K49AZ
- Twin Falls, Idaho; United States;
- Channels: Analog: 49 (UHF);

Programming
- Affiliations: Independent

Ownership
- Owner: American Community Broadcasting Co., Inc.

History
- First air date: July 16, 1986
- Last air date: May 20, 1989

Technical information
- Facility ID: 1516
- Class: TX
- ERP: 8.95 kW
- Transmitter coordinates: 42°43′53.6″N 114°25′7.1″W﻿ / ﻿42.731556°N 114.418639°W

= K49AZ =

Television station in Twin Falls, Idaho

K49AZ (channel 49) was an independent television station in Twin Falls, Idaho, United States, which broadcast from July 16, 1986, to May 20, 1989.

Orion Broadcasting Group of Denver obtained the rights to low-power TV stations on channels 38 and 49 in Twin Falls and sold them to American Community Broadcasting, owned by two legislative consultants from Washington, D.C. American Community Broadcasting sold the channel 38 permit to the King Broadcasting Company, owner of KTVB, the NBC affiliate in Boise, which had been looking for a way to extend its signal to the Magic Valley. It retained channel 49 and built studios on 4th Avenue East and a transmitter on Flat Top Butte near Jerome.

Postponed by technical delays, K49AZ began broadcasting on July 16, 1986, 15 days after K38AS. Most of its programming was obtained via satellite. King Videocable, the local cable television system in Twin Falls and a sister company to King Broadcasting, put the new station on channel 25 and later on channel 19. The station was one of two low-power outlets nationwide—the other in Anchorage, Alaska—to appear in ratings surveys by Nielsen and Arbitron. K49AZ lost $150,000 in its first year of operation; during this time, the station cut half of its staff, and a bingo program was discontinued.

The major issue in K49AZ's life was cable channel positioning. Television sets needed a converter to receive cable channels above 14, limiting K49AZ's potential audience as long as it was on channel 19. K49AZ requested a lower channel position but was denied. The general manager of Boise's KBCI-TV, which was also seeking a better channel placement, stated that he believed the refusal to move K49AZ down was designed to choke it off the air and noted that then-unique conflict of interest concerns arose because King was associated with a broadcast station in the market. At the end of July, Idaho attorney general Jim Jones opened a probe into allegations by K49AZ and Boise's KBCI-TV that King Videocable had claimed the valuable lower-tier channels for channels it sold advertising in, either national cable services or K38AS. Rumors circulated of a possible shutdown, and manager Kris Harvey warned businesses in a letter, "K49 is in extreme financial discomfort.
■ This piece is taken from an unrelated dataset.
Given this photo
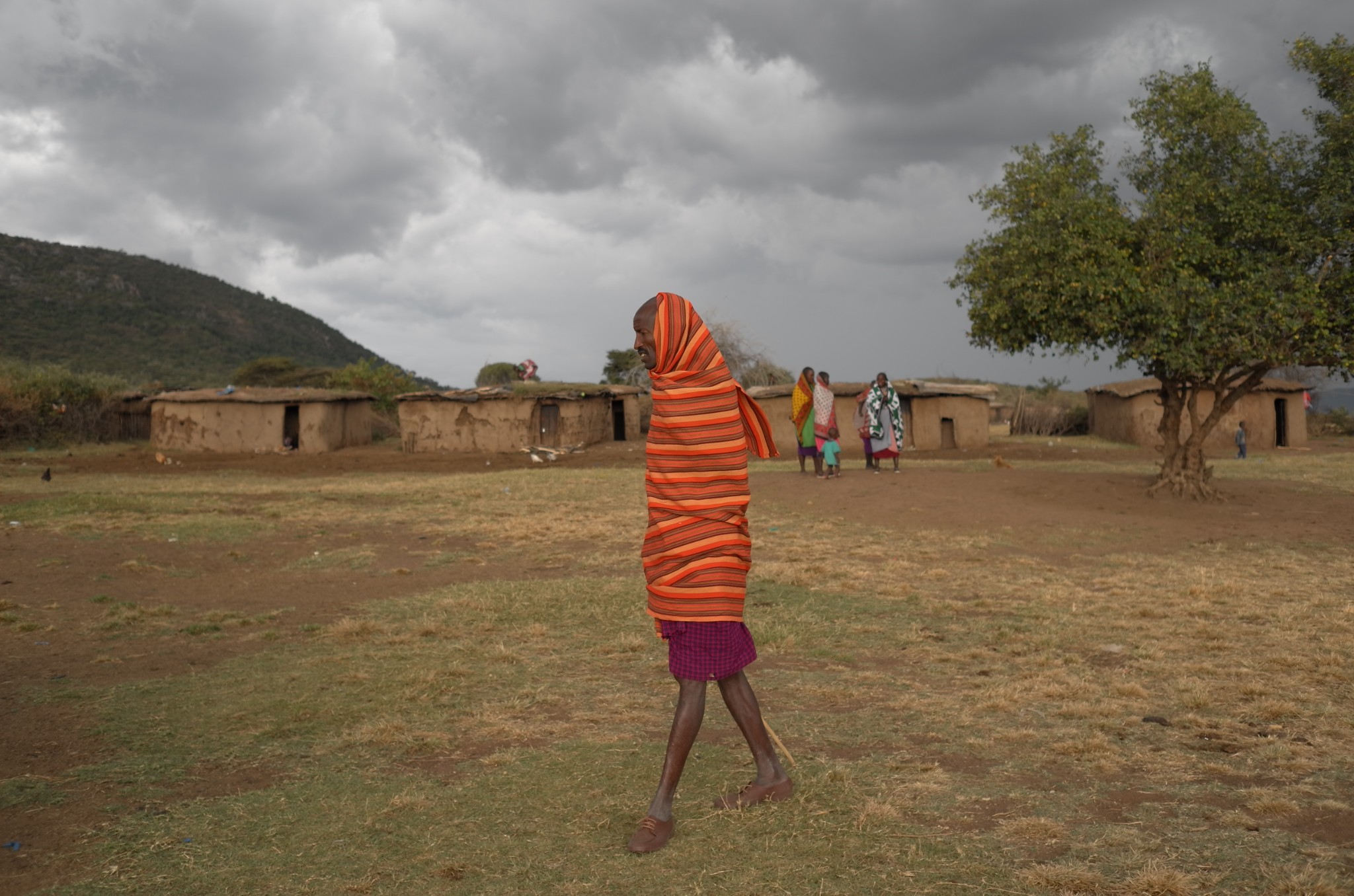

The rumors of our going dark are not unfounded."

To settle the dispute, King Videocable agreed in November 1987 to move K49AZ to channel 2 on its system, It was placed on the channel in the final days of 1987 and could keep the position if it remained among the 12 most-watched channels on the system after 12 months. Ratings increased slightly, enough to attract barter programs—those that include national advertising at no cost to the station. Also added were more cartoons and telecasts of Utah Jazz basketball.

The low cable position did not provide sufficient financial support to keep the station in business. On May 20, 1989, American Community Broadcasting shut K49AZ down due to poor advertising revenue. Station manager Gala Tigue told the Times-News that the decision had been made by the corporate office and "has been a long time coming". Broadcasting equipment was sold and leased office equipment was returned.